けど、家に帰んのも待ちきれなくて、バイトの休憩中、カウンター奥の狭い事務室で雑誌を開いた。
そしたら、10ページも見ない内に、あいつがいたんでドキッとした。
いや、これは知ってるヤツが雑誌に出てんの見かけたとか、そういう野次馬的なドキッであって、水谷の言ったような、好みがどうとかじゃ断じてねーけど。
断じて、ねーけど。
スーツを着てた。
銀? グレー? 明るい色の、光沢のある生地。中のシャツはネイビーか? 姿勢よく胸を張り、でも顔はこっちを見てなくて。

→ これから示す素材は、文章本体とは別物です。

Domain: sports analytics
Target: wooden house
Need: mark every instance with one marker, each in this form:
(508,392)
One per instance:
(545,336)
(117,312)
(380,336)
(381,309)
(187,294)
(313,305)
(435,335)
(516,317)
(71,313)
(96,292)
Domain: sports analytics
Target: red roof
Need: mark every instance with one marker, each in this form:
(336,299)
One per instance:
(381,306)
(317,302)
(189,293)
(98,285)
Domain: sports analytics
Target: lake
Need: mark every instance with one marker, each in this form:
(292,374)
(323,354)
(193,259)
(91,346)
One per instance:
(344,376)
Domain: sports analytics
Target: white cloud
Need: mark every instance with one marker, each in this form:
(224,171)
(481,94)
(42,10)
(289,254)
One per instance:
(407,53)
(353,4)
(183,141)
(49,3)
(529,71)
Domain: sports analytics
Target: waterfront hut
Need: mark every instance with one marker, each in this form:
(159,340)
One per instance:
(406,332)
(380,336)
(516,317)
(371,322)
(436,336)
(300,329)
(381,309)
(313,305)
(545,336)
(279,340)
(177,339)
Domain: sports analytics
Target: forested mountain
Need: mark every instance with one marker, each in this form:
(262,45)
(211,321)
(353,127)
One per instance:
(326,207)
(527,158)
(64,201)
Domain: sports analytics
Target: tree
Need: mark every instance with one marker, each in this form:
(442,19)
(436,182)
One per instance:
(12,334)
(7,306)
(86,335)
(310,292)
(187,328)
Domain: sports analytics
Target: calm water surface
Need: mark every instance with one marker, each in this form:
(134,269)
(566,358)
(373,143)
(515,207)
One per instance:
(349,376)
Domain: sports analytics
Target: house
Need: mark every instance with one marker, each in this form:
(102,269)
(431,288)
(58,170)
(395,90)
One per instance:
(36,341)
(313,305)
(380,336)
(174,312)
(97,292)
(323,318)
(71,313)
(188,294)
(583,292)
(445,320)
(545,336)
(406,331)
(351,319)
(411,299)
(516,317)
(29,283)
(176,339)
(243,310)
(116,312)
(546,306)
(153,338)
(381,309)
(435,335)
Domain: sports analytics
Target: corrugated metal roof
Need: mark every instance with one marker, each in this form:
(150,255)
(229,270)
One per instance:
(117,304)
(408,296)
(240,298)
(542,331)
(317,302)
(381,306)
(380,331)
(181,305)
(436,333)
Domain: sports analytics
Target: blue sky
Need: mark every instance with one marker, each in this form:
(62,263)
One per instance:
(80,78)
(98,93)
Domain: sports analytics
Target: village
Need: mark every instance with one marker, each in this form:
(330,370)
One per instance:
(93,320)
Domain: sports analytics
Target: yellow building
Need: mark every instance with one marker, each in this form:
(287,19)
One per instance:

メインは服なんだって、そんな横顔。なのに凛々しくて。
昼間見た雑誌の読モが、スナップ写真に思える。プロとアマと、やっぱ違う。
あいつ――プロなんだ。
「ありが、とう」
店の方から聞こえて来た声に、ハッとした。
雑誌もそのままに、ガタンと立ち上がる。慌ててカウンターに飛び出したけど、そこにあの童顔はいなくて……自動ドアが、名残のようにガーッと閉まった。
「阿部君?」
カウンターにいた店長が、不思議そうにオレを見た。けど、すぐに客が来たので、「いらっしゃいませー」とレジ打ちを始める。
オレは、ぼうっとしながらまた事務室に戻った。
休憩時間終了まで、もうちょっとある。
なんかワカンネーけど、モヤモヤした。追いかけりゃよかった。間に合ったかも知んねーのに。
あいつ、どんな服で、どんな顔して、何を買ったんだ?
カウンターにオレがいねーの見て、どう思った?
がっかりした? ホッとした? それとも、何とも思ってねぇ?
つか、オレの顔、覚えてっか?
開けっ放しの雑誌のグラビアを見る。
横顔のあいつは、どんだけ眺めたってオレの方を見やしねぇ。
それはまるで……オレ達の距離を、そのまんま表してるみてーだった。
「はっ、何だそれ」
自分でもワケワカンネー。
さっきの「ありが、とう」の客が、ホントにあのモデルだったのかも確かじゃねーのに。
ぼうっとしてると、交代で休憩に入るパートのオバサンがやって来た。
「あ、すんません。出ます」
いっぺんカウンターに出てから、雑誌出しっぱなしなの思い出して、慌てて戻る。
そしたら、その雑誌を何気なく覗いて、オバサンが言った。
「あらー、レン君じゃなーい」
出会ってから1週間。オレはようやく、あいつの名前を知ることができた。
名字もねーし、本名かどうかもワカンネーけど。